YMCA, the OOSH provider at St James' Primary School in Kotara, St Paul's Rutherford and St Therese's New Lambton, said it was "incredibly saddened" its centres would be transferred to St Nicholas on November 9.
A clause in OOSH agreements with the diocese means the diocese can terminate licences to operate in schools with two weeks notice.
Mr Scanlon said in "most cases" transfers had taken a minimum of 42 days.
A YMCA spokeswoman said the diocese had given 12-weeks notice before terminating the service at St James' and six-weeks at St Therese's.
YMCA sought the transfer of St Paul's, she said, understanding the diocese had made an "executive decision" to eventually transfer all services to St Nicholas OOSH. The not-for-profit organisation had been operating in each of the schools for a minimum of eights years.
"We are saddened to leave, but appreciate the support and positive engagement we have enjoyed with children, staff and families," she said.
"These services are three of our best performing sites. Two of them achieved an 'exceeding' rating against the [national] standards."

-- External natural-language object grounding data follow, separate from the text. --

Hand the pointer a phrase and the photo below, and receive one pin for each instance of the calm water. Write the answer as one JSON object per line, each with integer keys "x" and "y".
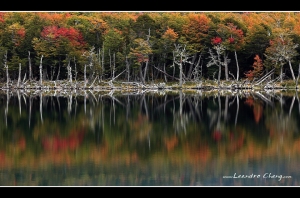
{"x": 149, "y": 139}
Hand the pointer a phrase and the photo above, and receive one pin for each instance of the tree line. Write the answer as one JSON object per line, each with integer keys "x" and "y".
{"x": 149, "y": 46}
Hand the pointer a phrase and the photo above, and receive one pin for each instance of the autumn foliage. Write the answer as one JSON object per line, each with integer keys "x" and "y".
{"x": 216, "y": 40}
{"x": 257, "y": 69}
{"x": 54, "y": 32}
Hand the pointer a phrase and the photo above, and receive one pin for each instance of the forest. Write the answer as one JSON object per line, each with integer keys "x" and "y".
{"x": 94, "y": 49}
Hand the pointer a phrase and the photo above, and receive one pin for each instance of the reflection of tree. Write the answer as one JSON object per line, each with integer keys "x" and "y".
{"x": 180, "y": 119}
{"x": 257, "y": 107}
{"x": 280, "y": 123}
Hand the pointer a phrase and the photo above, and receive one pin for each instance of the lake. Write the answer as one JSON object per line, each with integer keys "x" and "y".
{"x": 149, "y": 138}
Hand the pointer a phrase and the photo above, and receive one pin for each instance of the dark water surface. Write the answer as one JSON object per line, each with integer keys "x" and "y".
{"x": 150, "y": 139}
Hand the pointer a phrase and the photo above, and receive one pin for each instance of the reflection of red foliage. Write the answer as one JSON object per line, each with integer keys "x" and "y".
{"x": 63, "y": 143}
{"x": 22, "y": 143}
{"x": 1, "y": 17}
{"x": 2, "y": 157}
{"x": 216, "y": 40}
{"x": 231, "y": 40}
{"x": 217, "y": 135}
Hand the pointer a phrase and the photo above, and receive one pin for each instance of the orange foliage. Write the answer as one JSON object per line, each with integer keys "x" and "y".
{"x": 257, "y": 108}
{"x": 257, "y": 68}
{"x": 2, "y": 17}
{"x": 170, "y": 35}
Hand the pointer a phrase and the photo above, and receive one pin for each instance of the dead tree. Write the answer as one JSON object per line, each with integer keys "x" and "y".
{"x": 29, "y": 65}
{"x": 6, "y": 68}
{"x": 215, "y": 59}
{"x": 19, "y": 78}
{"x": 41, "y": 71}
{"x": 181, "y": 57}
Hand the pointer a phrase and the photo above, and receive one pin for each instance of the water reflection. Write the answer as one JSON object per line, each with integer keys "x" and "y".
{"x": 148, "y": 138}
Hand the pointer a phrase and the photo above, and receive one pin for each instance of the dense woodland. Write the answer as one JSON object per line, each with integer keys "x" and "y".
{"x": 148, "y": 47}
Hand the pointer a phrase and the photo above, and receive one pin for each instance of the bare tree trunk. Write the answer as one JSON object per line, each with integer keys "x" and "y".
{"x": 69, "y": 71}
{"x": 114, "y": 65}
{"x": 191, "y": 66}
{"x": 19, "y": 78}
{"x": 30, "y": 69}
{"x": 281, "y": 73}
{"x": 237, "y": 109}
{"x": 99, "y": 60}
{"x": 75, "y": 68}
{"x": 41, "y": 105}
{"x": 58, "y": 72}
{"x": 127, "y": 68}
{"x": 84, "y": 75}
{"x": 292, "y": 72}
{"x": 6, "y": 68}
{"x": 110, "y": 62}
{"x": 146, "y": 69}
{"x": 226, "y": 66}
{"x": 103, "y": 69}
{"x": 173, "y": 65}
{"x": 164, "y": 68}
{"x": 141, "y": 74}
{"x": 237, "y": 66}
{"x": 298, "y": 76}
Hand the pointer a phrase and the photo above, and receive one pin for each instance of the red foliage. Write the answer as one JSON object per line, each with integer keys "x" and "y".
{"x": 217, "y": 40}
{"x": 217, "y": 135}
{"x": 231, "y": 40}
{"x": 257, "y": 68}
{"x": 1, "y": 17}
{"x": 54, "y": 32}
{"x": 21, "y": 32}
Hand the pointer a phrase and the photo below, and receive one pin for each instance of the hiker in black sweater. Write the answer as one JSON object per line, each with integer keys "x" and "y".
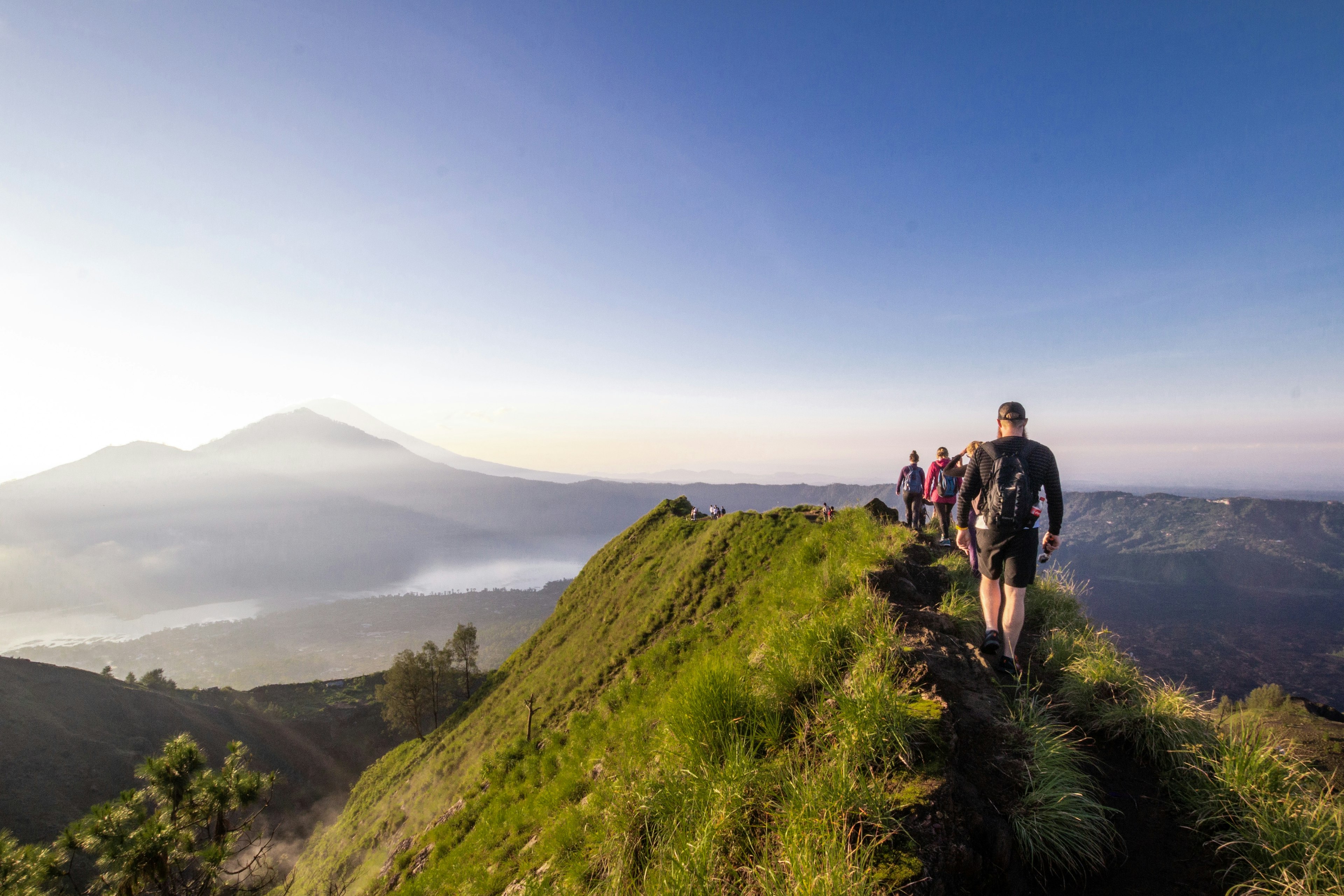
{"x": 1007, "y": 476}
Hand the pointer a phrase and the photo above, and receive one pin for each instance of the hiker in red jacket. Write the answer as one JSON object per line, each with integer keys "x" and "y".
{"x": 941, "y": 491}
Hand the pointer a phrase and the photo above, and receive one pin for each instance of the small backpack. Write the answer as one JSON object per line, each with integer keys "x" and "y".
{"x": 1010, "y": 495}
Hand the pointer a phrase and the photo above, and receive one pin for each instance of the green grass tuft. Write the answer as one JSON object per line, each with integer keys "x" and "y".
{"x": 1061, "y": 824}
{"x": 1280, "y": 820}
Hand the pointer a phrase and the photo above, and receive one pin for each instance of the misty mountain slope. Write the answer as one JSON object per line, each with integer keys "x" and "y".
{"x": 72, "y": 739}
{"x": 296, "y": 507}
{"x": 347, "y": 413}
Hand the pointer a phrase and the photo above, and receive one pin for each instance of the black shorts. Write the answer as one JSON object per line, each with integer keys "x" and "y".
{"x": 1008, "y": 555}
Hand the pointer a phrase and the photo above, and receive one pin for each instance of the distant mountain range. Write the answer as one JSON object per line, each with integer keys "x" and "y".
{"x": 1222, "y": 594}
{"x": 75, "y": 738}
{"x": 331, "y": 640}
{"x": 299, "y": 507}
{"x": 1277, "y": 546}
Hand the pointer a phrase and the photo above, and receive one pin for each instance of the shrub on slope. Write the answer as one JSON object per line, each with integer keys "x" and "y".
{"x": 1280, "y": 820}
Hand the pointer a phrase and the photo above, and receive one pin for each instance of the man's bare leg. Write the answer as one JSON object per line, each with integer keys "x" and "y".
{"x": 1015, "y": 613}
{"x": 991, "y": 601}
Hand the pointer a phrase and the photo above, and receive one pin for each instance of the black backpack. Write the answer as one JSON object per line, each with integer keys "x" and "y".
{"x": 1010, "y": 493}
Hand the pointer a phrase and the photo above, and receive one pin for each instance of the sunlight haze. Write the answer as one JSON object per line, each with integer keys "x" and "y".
{"x": 613, "y": 242}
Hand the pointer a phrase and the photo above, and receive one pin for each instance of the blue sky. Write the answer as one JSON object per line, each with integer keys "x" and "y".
{"x": 632, "y": 237}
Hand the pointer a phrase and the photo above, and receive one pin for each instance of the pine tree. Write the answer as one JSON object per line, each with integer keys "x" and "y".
{"x": 439, "y": 672}
{"x": 465, "y": 652}
{"x": 405, "y": 692}
{"x": 189, "y": 832}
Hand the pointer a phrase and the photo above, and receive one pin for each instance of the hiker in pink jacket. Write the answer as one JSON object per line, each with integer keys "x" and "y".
{"x": 941, "y": 491}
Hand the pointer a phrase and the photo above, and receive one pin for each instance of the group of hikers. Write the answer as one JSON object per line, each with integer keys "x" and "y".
{"x": 992, "y": 491}
{"x": 715, "y": 512}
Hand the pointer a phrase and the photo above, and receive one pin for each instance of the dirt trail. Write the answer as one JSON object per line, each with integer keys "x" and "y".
{"x": 967, "y": 843}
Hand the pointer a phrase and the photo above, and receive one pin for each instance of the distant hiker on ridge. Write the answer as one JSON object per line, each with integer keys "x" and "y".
{"x": 959, "y": 471}
{"x": 910, "y": 487}
{"x": 1007, "y": 476}
{"x": 941, "y": 491}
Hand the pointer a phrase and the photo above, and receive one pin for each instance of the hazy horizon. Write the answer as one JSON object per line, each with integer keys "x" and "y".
{"x": 749, "y": 472}
{"x": 625, "y": 241}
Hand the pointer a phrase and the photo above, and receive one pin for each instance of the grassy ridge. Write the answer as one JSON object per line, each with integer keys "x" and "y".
{"x": 666, "y": 592}
{"x": 723, "y": 706}
{"x": 1281, "y": 821}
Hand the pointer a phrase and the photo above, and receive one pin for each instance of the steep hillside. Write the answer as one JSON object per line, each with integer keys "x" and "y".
{"x": 1222, "y": 594}
{"x": 1279, "y": 546}
{"x": 70, "y": 739}
{"x": 764, "y": 703}
{"x": 296, "y": 507}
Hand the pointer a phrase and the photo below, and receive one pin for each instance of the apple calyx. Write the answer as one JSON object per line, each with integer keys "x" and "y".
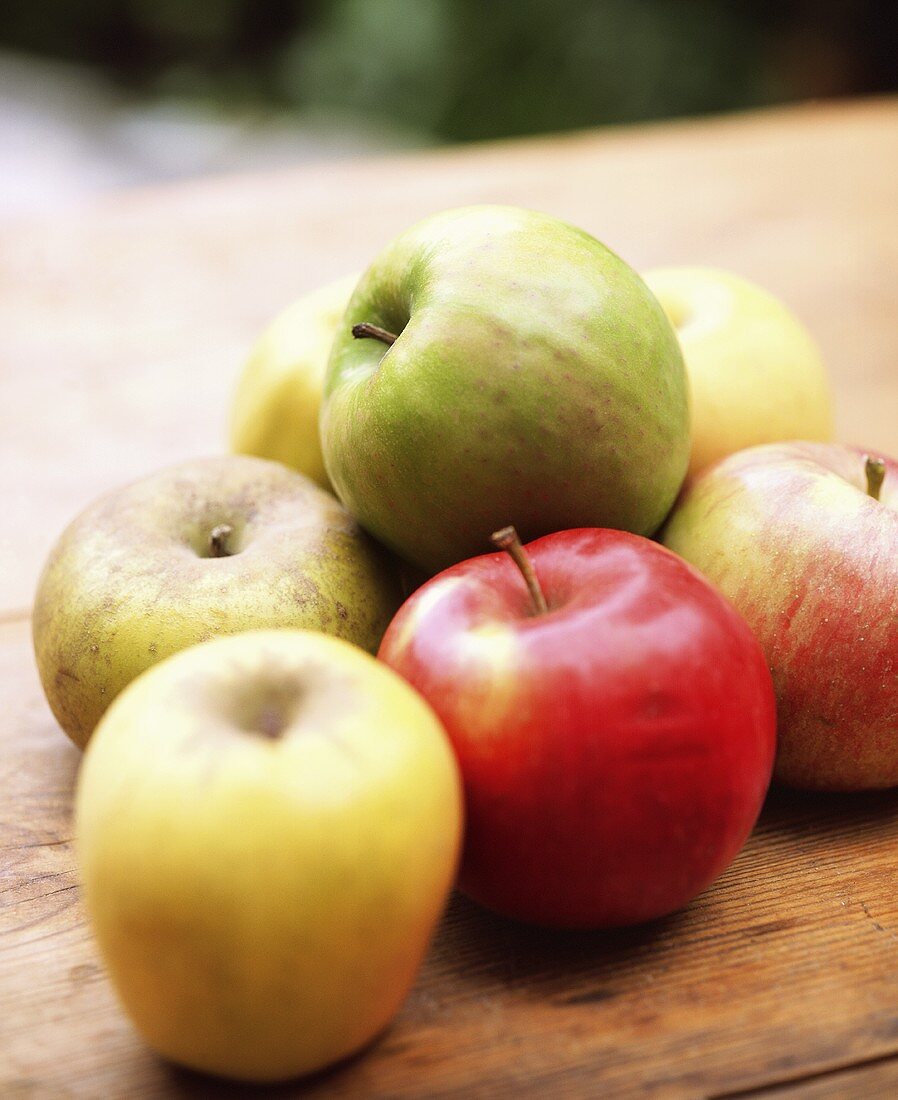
{"x": 363, "y": 330}
{"x": 507, "y": 539}
{"x": 218, "y": 540}
{"x": 875, "y": 472}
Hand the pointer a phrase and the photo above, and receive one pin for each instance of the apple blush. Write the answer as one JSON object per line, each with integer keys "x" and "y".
{"x": 613, "y": 717}
{"x": 803, "y": 538}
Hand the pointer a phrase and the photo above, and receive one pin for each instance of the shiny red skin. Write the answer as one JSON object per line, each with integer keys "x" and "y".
{"x": 615, "y": 750}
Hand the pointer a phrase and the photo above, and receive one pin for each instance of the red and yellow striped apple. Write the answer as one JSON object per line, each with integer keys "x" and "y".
{"x": 614, "y": 724}
{"x": 803, "y": 539}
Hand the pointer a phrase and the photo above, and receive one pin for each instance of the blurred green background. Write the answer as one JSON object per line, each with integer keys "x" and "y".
{"x": 440, "y": 70}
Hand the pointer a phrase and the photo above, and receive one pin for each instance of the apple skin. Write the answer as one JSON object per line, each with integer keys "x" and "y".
{"x": 788, "y": 532}
{"x": 755, "y": 372}
{"x": 131, "y": 580}
{"x": 534, "y": 375}
{"x": 276, "y": 403}
{"x": 616, "y": 750}
{"x": 267, "y": 827}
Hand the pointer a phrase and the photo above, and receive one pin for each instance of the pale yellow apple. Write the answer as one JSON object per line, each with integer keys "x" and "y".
{"x": 755, "y": 372}
{"x": 267, "y": 827}
{"x": 274, "y": 414}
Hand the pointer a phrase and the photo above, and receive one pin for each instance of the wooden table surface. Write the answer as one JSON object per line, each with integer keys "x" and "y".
{"x": 121, "y": 332}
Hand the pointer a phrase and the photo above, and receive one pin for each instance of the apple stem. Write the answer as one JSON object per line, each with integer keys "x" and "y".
{"x": 218, "y": 539}
{"x": 364, "y": 330}
{"x": 875, "y": 471}
{"x": 507, "y": 539}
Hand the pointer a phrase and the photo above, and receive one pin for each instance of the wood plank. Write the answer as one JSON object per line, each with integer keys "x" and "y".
{"x": 122, "y": 329}
{"x": 785, "y": 967}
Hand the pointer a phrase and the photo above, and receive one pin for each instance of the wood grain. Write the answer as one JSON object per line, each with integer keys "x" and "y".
{"x": 120, "y": 336}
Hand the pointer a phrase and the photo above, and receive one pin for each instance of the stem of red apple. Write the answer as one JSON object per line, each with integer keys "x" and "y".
{"x": 507, "y": 539}
{"x": 218, "y": 539}
{"x": 875, "y": 470}
{"x": 364, "y": 330}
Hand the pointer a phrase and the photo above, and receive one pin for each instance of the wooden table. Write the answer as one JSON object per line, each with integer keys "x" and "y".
{"x": 121, "y": 331}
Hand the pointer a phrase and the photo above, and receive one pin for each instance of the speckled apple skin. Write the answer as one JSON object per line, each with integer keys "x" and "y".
{"x": 535, "y": 381}
{"x": 130, "y": 582}
{"x": 789, "y": 534}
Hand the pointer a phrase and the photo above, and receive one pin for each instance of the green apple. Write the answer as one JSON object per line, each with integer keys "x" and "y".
{"x": 275, "y": 406}
{"x": 755, "y": 373}
{"x": 267, "y": 826}
{"x": 209, "y": 547}
{"x": 500, "y": 365}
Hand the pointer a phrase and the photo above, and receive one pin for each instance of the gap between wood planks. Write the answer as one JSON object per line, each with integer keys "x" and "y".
{"x": 785, "y": 1084}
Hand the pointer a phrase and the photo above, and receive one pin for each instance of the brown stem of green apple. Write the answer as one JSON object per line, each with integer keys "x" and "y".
{"x": 218, "y": 540}
{"x": 875, "y": 471}
{"x": 507, "y": 539}
{"x": 364, "y": 330}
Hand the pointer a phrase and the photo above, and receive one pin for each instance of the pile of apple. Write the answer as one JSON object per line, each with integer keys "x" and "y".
{"x": 577, "y": 724}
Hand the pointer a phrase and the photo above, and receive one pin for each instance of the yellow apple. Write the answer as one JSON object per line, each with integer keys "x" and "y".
{"x": 274, "y": 414}
{"x": 267, "y": 827}
{"x": 755, "y": 373}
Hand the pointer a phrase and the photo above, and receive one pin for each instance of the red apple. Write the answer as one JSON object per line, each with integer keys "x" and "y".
{"x": 803, "y": 539}
{"x": 615, "y": 747}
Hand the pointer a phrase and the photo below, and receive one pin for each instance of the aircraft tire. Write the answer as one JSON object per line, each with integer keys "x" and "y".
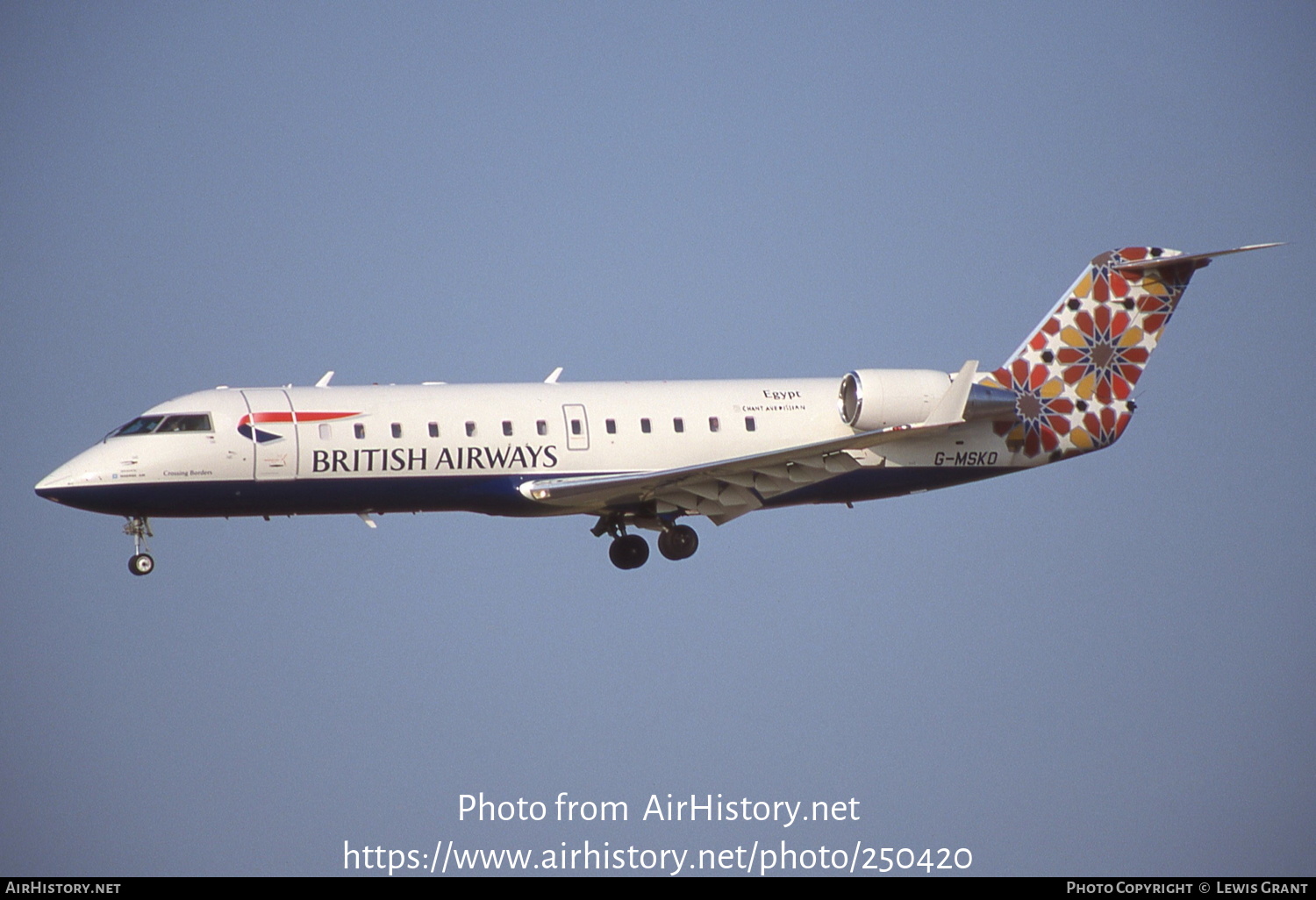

The diocese has replaced two other services with St Nicholas OOSH at St Aloysius Primary School in Chisholm and Holy Name Forster.
Three existing services have volunteered to terminate their licences since the diocese founded St Nicholas last year.
Operations director of Wemoosh Dan Stallard, who established an OOSH service at St Columban's Mayfield last year, said the organisation initiated the termination of its service at the school in August after hearing at meetings with other providers that the diocese was planning to replace services.
The diocese reimbursed Wemoosh for the costs of establishing the centre.
"We wanted to pre-empt it so we could do it on our terms," Mr Stallard said. "We have multiple services so we were able to absorb those workers."
Mr Scanlon said the diocese had founded St Nicholas OOSH, now operating in nine schools, to ensure there was "quality before school, after school care and vacation care across the diocese".
The diocese was taking a "risk-based approach" in St Nicholas' expansion, he said.
"Several factors influence the rollout of St Nicholas OOSH across the diocese, including problems or complaints received in relation to an OOSH provider; an existing OOSH provider indicating they are planning to discontinue service," Mr Scanlon said, as well as a school's wish to establish a service and other "practical" considerations.